Imagine taking a pill that lets your doctor know you are taking your medicine at the right time with the proper dosage.

Don’t get heartburn over this—your physician will surely find out.

This Orwellian drug store is coming faster than you think. A recent issue of The Economist reports that pharmaceutical titan Novartis has entered into an exclusive licensing and drug-delivery agreement with startup Proteus Biomedical, a California company developing such a pill. It sends wireless signals through the body to another chip embedded under the skin and ultimately relays info to your doctor via a smart phone or the internet.
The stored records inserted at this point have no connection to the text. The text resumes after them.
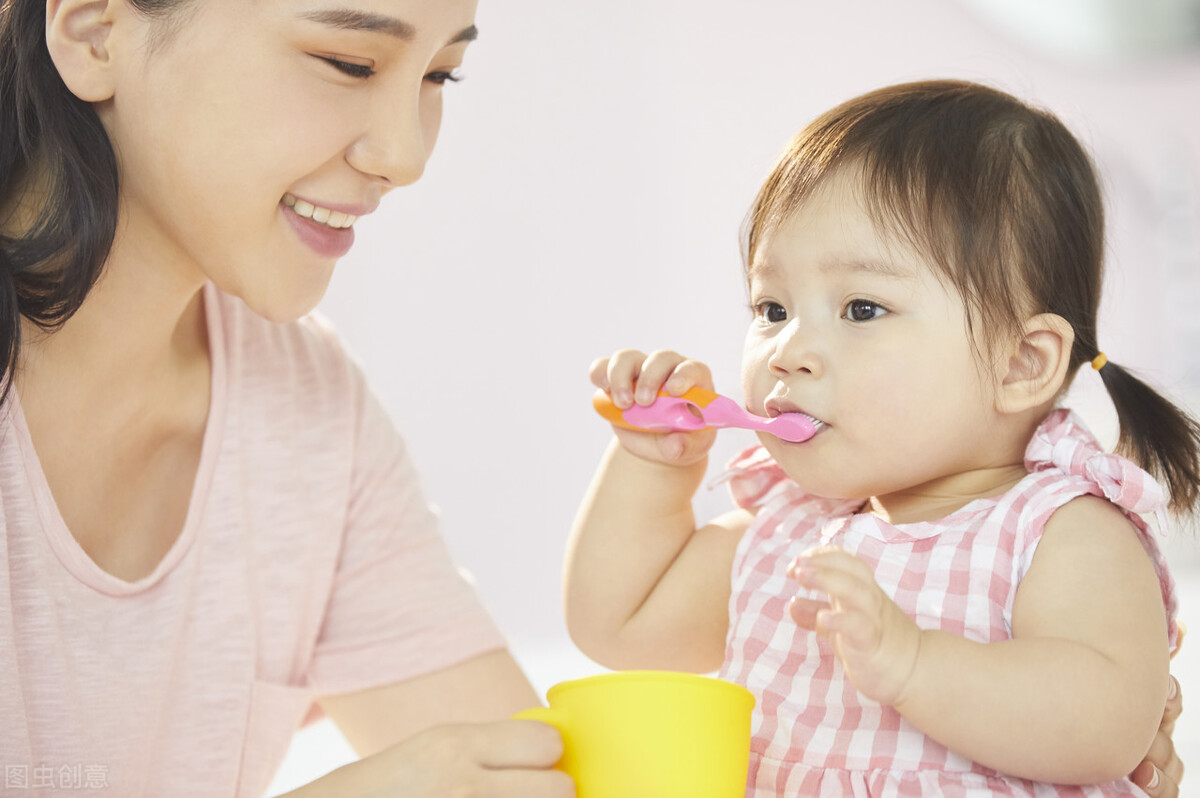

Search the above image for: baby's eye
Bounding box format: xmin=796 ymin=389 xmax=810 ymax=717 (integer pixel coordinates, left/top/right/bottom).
xmin=425 ymin=70 xmax=462 ymax=86
xmin=842 ymin=299 xmax=888 ymax=322
xmin=316 ymin=55 xmax=374 ymax=79
xmin=754 ymin=302 xmax=787 ymax=324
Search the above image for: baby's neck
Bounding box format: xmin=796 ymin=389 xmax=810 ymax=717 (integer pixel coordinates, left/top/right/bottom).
xmin=863 ymin=462 xmax=1027 ymax=524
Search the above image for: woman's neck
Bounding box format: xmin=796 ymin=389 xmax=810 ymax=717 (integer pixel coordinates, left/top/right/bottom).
xmin=14 ymin=236 xmax=209 ymax=420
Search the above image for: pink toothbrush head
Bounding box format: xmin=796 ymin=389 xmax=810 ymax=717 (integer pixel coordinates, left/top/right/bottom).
xmin=592 ymin=388 xmax=817 ymax=443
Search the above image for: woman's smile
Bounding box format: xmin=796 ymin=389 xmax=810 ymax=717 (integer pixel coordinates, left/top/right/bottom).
xmin=280 ymin=194 xmax=359 ymax=258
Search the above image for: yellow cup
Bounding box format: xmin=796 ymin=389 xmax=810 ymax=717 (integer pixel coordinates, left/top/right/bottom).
xmin=515 ymin=671 xmax=754 ymax=798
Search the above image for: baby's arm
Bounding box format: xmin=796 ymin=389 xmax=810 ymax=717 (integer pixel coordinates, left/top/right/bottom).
xmin=565 ymin=350 xmax=750 ymax=672
xmin=793 ymin=497 xmax=1168 ymax=784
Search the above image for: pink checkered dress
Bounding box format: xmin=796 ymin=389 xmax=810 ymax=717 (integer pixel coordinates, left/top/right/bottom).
xmin=721 ymin=409 xmax=1176 ymax=798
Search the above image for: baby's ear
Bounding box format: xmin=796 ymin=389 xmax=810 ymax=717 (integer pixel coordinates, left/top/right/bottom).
xmin=46 ymin=0 xmax=122 ymax=102
xmin=996 ymin=313 xmax=1075 ymax=413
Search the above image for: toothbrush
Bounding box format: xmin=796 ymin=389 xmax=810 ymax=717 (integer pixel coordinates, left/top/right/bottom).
xmin=592 ymin=388 xmax=817 ymax=443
Novartis is hardly alone. The article says Dutch company Philips is forming a commercial group to promote its “intelligent pill” that delivers drugs to the precise spot in the digestive tract. And there are more companies soon to invade your body. How about that for ODing on data?

And data is hot and heavy these days. No more so than at Speedway Super- America, the focus of our exclusive cover story.
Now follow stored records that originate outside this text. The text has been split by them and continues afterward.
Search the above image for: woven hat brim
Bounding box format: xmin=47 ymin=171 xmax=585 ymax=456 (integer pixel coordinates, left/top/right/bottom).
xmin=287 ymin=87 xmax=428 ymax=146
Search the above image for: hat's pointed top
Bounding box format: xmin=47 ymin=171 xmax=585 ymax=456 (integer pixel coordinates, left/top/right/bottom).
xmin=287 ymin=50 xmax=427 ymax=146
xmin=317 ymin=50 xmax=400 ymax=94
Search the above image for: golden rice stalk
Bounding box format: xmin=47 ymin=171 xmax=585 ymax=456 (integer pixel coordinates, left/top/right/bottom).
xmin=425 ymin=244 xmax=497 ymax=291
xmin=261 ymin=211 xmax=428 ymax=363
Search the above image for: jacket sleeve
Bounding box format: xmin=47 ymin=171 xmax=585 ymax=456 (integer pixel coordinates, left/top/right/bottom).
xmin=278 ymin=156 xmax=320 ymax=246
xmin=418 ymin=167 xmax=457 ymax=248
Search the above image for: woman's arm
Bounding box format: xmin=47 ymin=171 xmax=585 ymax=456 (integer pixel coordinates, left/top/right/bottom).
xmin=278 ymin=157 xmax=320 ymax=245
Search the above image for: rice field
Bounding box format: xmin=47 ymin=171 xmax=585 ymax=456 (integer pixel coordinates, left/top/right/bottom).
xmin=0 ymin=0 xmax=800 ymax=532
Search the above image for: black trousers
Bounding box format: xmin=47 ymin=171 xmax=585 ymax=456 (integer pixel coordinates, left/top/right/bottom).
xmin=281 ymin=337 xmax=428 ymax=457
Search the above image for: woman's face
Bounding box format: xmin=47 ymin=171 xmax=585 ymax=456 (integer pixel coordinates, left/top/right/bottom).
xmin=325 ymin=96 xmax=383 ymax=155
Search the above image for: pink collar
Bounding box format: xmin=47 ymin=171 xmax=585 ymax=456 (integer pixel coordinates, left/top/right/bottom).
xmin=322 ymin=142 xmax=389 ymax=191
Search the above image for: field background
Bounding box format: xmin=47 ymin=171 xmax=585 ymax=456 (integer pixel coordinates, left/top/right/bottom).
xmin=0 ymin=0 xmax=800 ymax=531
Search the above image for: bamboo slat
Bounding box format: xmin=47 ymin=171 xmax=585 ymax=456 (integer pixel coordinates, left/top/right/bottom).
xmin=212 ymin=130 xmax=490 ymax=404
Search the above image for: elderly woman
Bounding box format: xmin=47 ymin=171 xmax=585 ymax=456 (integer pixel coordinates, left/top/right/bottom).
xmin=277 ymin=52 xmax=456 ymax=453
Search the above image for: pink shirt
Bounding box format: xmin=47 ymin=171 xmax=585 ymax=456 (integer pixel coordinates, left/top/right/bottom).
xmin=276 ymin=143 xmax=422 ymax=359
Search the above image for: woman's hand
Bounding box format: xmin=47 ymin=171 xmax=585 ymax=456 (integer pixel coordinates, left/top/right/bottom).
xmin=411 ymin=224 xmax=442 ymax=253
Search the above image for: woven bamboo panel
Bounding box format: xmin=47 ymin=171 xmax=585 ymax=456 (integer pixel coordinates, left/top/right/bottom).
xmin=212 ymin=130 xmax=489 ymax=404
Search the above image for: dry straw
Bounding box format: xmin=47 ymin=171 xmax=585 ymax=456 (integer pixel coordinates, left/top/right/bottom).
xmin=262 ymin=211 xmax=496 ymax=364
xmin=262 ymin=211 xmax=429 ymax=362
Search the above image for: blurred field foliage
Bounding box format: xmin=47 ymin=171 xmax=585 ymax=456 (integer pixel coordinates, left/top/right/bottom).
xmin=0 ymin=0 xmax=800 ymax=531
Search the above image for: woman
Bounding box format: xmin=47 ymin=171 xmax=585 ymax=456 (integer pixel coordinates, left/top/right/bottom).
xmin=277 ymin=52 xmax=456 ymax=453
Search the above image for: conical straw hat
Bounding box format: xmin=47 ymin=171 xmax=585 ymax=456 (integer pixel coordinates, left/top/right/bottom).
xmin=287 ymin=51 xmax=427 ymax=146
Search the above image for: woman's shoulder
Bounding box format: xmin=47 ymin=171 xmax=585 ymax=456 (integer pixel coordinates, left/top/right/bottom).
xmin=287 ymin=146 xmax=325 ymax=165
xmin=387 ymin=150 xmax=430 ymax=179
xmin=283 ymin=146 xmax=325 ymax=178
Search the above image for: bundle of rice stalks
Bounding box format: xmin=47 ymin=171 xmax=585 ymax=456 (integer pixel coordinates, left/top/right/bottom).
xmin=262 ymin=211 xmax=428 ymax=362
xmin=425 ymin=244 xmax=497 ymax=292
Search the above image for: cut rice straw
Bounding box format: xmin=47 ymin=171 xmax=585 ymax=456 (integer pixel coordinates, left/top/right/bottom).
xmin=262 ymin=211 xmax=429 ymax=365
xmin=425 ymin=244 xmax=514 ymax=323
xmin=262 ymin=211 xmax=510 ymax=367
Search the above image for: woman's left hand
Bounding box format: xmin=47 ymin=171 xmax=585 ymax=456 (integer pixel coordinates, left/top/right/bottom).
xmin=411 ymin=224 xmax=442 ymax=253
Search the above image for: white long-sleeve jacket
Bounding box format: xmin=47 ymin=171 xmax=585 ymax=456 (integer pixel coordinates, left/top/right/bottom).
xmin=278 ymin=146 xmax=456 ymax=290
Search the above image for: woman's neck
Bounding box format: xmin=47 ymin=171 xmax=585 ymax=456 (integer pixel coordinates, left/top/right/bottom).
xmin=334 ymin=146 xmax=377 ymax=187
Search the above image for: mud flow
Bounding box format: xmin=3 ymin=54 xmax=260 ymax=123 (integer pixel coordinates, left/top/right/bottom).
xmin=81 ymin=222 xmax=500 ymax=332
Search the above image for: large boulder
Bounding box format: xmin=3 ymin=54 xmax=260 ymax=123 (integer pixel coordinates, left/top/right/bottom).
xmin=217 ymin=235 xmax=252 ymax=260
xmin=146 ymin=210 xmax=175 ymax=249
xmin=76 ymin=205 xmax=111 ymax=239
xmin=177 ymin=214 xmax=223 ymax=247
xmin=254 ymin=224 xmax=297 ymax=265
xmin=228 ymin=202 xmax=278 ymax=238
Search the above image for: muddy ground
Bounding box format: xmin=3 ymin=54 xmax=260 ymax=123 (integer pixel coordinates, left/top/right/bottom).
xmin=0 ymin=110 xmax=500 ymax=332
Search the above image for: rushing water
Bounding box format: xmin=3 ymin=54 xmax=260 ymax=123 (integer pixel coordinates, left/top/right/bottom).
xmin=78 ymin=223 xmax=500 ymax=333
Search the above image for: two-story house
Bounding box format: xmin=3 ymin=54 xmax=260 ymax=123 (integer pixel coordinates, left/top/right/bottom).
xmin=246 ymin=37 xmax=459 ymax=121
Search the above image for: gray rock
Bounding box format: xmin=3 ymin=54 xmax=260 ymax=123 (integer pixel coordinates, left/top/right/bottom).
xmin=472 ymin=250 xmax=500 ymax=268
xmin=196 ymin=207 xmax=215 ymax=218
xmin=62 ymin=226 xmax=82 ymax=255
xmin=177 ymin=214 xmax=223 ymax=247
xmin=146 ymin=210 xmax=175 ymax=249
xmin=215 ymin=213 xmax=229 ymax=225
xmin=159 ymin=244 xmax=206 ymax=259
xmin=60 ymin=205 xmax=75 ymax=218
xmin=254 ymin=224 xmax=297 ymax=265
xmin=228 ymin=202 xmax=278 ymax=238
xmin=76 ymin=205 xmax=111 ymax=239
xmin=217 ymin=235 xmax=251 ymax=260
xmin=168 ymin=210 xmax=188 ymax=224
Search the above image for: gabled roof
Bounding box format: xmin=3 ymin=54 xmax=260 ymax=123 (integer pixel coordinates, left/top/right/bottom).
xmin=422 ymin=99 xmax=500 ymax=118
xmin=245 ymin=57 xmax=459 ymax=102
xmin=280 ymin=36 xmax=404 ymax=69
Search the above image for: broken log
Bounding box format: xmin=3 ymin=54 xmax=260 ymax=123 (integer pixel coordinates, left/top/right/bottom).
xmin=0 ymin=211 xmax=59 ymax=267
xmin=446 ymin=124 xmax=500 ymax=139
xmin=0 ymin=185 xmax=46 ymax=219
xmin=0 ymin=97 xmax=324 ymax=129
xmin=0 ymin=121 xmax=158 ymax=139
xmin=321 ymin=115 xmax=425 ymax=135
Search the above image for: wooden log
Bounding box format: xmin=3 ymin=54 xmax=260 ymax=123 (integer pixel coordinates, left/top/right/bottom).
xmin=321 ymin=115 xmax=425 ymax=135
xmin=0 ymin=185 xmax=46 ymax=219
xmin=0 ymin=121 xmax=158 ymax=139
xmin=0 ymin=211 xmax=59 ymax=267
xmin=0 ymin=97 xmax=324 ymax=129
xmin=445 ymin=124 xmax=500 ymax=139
“We try to drive the math really hard.” “It’s about the math.” “We look at the math.”

Math. Math. Math. Data. Data. Data. This isn’t some algebra professor talking. It’s Speedway’s executive offensive line: vice president of operations Glenn Plumby, vice president of marketing Grant Heminger, and its star quarterback, president Tony Kenney.
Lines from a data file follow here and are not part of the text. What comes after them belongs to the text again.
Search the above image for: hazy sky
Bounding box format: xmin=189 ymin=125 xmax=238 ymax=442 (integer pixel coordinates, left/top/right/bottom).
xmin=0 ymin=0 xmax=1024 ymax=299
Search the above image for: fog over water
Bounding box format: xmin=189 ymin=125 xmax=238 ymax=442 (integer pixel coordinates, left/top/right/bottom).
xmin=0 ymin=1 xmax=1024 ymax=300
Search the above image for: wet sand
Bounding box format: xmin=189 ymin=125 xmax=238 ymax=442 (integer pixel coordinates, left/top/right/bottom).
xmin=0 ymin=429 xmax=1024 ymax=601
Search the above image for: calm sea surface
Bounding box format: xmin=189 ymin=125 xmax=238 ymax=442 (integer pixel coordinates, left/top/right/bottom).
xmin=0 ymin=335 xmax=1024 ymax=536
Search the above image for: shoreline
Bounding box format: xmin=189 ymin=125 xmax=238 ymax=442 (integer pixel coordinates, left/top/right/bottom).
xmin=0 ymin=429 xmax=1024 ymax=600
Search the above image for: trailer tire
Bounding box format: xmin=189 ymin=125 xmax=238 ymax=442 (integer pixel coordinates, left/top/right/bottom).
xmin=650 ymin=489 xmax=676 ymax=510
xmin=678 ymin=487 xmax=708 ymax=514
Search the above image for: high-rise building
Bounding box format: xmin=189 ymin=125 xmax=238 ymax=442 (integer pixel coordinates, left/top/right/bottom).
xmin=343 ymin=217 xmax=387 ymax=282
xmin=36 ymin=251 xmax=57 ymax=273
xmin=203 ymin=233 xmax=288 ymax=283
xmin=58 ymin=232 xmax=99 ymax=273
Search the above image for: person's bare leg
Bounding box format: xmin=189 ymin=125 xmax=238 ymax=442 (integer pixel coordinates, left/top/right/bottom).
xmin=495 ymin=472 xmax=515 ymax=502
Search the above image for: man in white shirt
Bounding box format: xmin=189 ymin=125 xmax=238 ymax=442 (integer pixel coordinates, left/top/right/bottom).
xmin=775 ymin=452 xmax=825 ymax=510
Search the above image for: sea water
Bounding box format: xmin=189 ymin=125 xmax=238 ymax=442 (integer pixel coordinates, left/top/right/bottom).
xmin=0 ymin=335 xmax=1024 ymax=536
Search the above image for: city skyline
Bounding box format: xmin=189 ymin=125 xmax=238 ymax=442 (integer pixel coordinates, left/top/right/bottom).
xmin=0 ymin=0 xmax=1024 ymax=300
They are the retail front for Midwest oil giant Marathon Petroleum and direct a 1,600-store chain, whose ubiquity in its home state of Ohio is akin to Dunkin’ Donuts presence on the East Coast. Speedway is not likely to remind readers of Wawa or QuikTrip. And that’s fine. The company is not interested in mimicking any of the elite retailers. Rather, Speedway has tailored its own suit, one that is unique and a proper fit for its profile. (For more on Speedway, read Samantha Oller’s cover story feature on p. 30.) In an era of retail divestitures by virtually every major oil company, Marathon embraces a hand-held approach. So while it brands Marathon fuel to dealers across a Midwestern swath, it is likewise invested in strengthening its own convenience brand. In many ways, Speedway is more old-school, more business suit than designer. Its retail model is steeped in steady growth, not surges. Its newer stores are thoughtful, not flashy; its redesigns are modest, not pretentious. It’s this Brooks Brothers approach, though, that is Speedway’s brilliance. If I were to describe Speedway in one word it would be this: prudent. Promotions, such as the yearlong two-for-$2.22 Hershey king-size, are well-thought-out and proven winners for both customer and corporate bottom line. That’s where we really run the math,” says Plumby. “Every promotion we do, we run the math on. That way we know the success rate. And if a vendor comes back to us and wants to do again, I know if it’s a win for me and a win for him.

The Speedy Rewards loyalty program is arguably the finest in the c-store channel and subtly transforms the store into a treasure hunt. One customer says she searches the foodservice section for the product with the most loyalty points. A month with a decent amount of trips to the store earns her a $50 gas card. The Speedy signage, card and redemption kiosk are more impressive for their content than their visuals. And that, perhaps, is the message of this historically low-key chain. Speedway SuperAmerica has no pretensions of being the 40-yard sprinter. It is here for the long haul, catering to a predominantly working-class population carefully watching its pennies.

Flashy? No. Prudent? Absolutely.

And for the fine folks on Speedway’s course, that’s exactly what the doctor’s ordered.